Inflation was flat in October from the previous month, providing a hopeful sign that stubbornly high prices are easing their grip on the U.S. economy and giving a potential green light to the Federal Reserve to stop raising interest rates.
The consumer price index, which measures a broad basket of commonly used goods and services, increased 3.2% from a year ago despite being unchanged for the month, according to seasonally adjusted numbers from the Labor Department on Tuesday. Economists surveyed by Dow Jones had been looking for respective readings of 0.1% and 3.3%.
The headline CPI had increased 0.4% in September.

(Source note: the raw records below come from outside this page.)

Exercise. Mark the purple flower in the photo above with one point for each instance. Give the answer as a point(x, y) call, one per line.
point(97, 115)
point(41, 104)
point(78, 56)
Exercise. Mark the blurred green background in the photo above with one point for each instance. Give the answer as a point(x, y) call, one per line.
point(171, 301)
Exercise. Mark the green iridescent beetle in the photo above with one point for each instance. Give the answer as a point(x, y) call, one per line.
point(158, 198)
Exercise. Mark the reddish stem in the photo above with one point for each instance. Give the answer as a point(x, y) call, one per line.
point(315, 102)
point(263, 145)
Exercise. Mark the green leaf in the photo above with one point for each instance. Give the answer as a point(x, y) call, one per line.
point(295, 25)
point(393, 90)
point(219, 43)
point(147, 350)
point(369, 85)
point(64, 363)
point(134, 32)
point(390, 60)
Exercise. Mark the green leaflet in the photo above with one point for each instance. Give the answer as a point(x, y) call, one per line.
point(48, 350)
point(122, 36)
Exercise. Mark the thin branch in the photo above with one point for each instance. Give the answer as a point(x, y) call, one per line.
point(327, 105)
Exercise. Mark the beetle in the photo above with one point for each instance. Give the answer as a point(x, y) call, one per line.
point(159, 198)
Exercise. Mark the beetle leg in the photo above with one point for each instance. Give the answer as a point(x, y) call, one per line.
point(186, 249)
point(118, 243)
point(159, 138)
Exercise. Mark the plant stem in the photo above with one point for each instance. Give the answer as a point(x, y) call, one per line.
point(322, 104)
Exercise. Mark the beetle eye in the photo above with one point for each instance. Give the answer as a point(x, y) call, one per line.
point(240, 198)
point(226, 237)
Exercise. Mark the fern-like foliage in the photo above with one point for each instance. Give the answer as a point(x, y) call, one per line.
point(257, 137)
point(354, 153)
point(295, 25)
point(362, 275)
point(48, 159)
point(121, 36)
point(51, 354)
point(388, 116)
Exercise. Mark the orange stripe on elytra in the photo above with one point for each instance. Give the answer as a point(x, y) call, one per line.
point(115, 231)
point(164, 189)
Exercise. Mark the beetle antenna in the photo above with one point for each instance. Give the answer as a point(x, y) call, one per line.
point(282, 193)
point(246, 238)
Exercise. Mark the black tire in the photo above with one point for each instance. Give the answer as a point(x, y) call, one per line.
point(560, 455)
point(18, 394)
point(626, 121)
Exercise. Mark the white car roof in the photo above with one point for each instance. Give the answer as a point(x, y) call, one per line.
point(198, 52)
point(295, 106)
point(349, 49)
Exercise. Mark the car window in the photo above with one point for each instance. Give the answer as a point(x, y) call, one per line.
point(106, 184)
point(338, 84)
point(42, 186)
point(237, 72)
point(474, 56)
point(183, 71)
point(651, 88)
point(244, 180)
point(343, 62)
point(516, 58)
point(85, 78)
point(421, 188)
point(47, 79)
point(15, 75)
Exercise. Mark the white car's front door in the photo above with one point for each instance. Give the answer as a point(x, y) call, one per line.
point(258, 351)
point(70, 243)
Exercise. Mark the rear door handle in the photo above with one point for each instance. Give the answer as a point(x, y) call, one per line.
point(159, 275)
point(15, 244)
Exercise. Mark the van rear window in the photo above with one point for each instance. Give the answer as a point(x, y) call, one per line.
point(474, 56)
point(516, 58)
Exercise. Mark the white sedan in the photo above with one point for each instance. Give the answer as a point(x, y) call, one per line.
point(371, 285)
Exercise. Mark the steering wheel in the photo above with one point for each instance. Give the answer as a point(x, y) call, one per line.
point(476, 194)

Excluding volatile food and energy prices, the core CPI increased 0.2% and 4%, against the forecast of 0.3% and 4.1%. The annual level was the lowest in two years, down from 4.1% in September, though still well above the Federal Reserve’s 2% target. However, Fed officials have stressed that they want to see a series of declines in core readings, which has been the case since April.
Markets spiked following the news. The Dow Jones Industrial Average roared higher by nearly 500 points as Treasury yields fell sharply. Traders also took any potential Fed rate hikes almost completely off the table, according to CME Group data.
“The Fed looks smart for effectively ending its tightening cycle as inflation continues to slow. Yields are down significantly as the last of investors not convinced the Fed is done are likely throwing in the towel,” said Bryce Doty, portfolio manager at Sit Fixed Income Advisors.
The flat reading on the headline CPI came as energy prices declined 2.5% for the month, offsetting a 0.3% increase in the food index. It was the slowest monthly pace since July 2022.
Shelter costs, a key component in the index, rose 0.3% in October, half the gain in September as the year-over-year increase eased to 6.7%. Within the category, owners equivalent rent, which gauges what property owners could command for rent, increased 0.4%. A subcategory that includes hotel and motel pricing dropped 2.9%.
“This is a game changer,” Paul McCulley, former chief economist at Pimco and now an adjunct professor at Georgetown University, said on CNBC’s “Squawk on the Street.” “We’re having a day of rational exuberance, because the data clearly show what we’ve been waiting for for a long time, which is a crack in the shelter component.”
Chicago Fed President Austan Goolsbee called the report “slow but clear progress” on getting inflation back to healthy levels.
Vehicle costs, which had been a key inflation component during the spike in 2021-22, fell on the month. New vehicle prices declined 0.1%, while used vehicle prices were off 0.8% and were down 7.1% from a year ago.
Airfares, another closely watched component, declined 0.9% and are off 13.2% annually. Motor vehicle insurance, however, saw a 1.9% increase and was up 19.2% from a year ago.
The report comes as markets are closely watching the Fed for its next steps in a battle against persistent inflation that began in March 2022. The central bank ultimately increased its key borrowing rate 11 times for a total of 5.25 percentage points.
While markets overwhelmingly believe the Fed is done tightening monetary policy, the data of late has sent conflicting signals.
Nonfarm payrolls in October increased by just 150,000, indicating the labor market finally is showing signs that it is reacting to Fed efforts to correct a supply-demand imbalance that has been a contributing inflation factor.
Labor costs have been increasing at a much slower pace over the past year and a half as productivity has been on the rise this year.
Real average hourly earnings — adjusted for inflation — increased 0.2% on a monthly basis in October but were up just 0.8% from a year ago, according to a separate Labor Department release.
More broadly speaking, gross domestic product surged in the third quarter, rising at a 4.9% annualized pace, though most economists expect the growth rate to slow considerably.
Fed Chair Jerome Powell last week added to market anxiety when he said he and his fellow policymakers remain unconvinced that they’ve done enough to get inflation back down to a 2% annual rate and won’t hesitate to raise rates if more progress isn’t made.
“Despite the deceleration, the Fed will likely continue to speak hawkishly and will keep warning investors not to be complacent about the Fed’s resolve to get inflation down to the long-run 2% target,” said Jeffrey Roach, chief economist at LPL Financial.
Even if the Fed is done hiking, there’s more uncertainty over how long it will keep benchmark rates at their highest level in some 22 years.